To summarize, if you want to get the best results and take as many histories as possible make a checklist before you go into the hospital and  tick each item off as you have checked it is completed. You should ensure your personal hygiene and appearance are up to the mark including shaved stubble, pressed trousers and ironed shirt and nothing worn below the elbow (including jewelry). You should definitely pay extra attention to the parts of your body the patient will see; your nails for example should be visibly clean and trimmed. In the event of consenting for an examination you should have a plan of action in mind.

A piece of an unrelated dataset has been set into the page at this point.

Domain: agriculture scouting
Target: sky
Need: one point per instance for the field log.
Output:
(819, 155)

I personally find it useful to break each history and examination down into different bullet points as follows:

History and Examination Checklist:    
- Have your approach mapped out in your mind;
- What side of bed to initiate?
- What to say and when to say it?
- Where will you place your hands at introduction? Adopting a ‘hands-in-pockets’ or a ‘folded arm’ approach tend not to make the best first impression. A more neutral positioning of your hands e.g. by your side, will make you appear professional and interested.
- How will you stand?
- Eye contact? (It is useful to use eye contact to establish rapport with the patient but be careful not to overdo this – you don’t want to scare your patient!)

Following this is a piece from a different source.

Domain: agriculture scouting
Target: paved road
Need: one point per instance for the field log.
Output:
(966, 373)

- Tone and pitch of voice. Be careful to speak clearly and in language that the patient will understand. You should use a minimal amount of medical jargon and if you do decide to use these terms be sure to check patient understanding.
- How good is your body language and will you use any hand gestures and if so, when?
- What questions will you ask for the history?
- How will you perform the examination?

PS: I have reverted back to my previous introduction and it is proving successful on all of my rotations. I have put my failures down as learning experiences and look forward to my second rotation in obstetrics and gynecology – I love a challenge!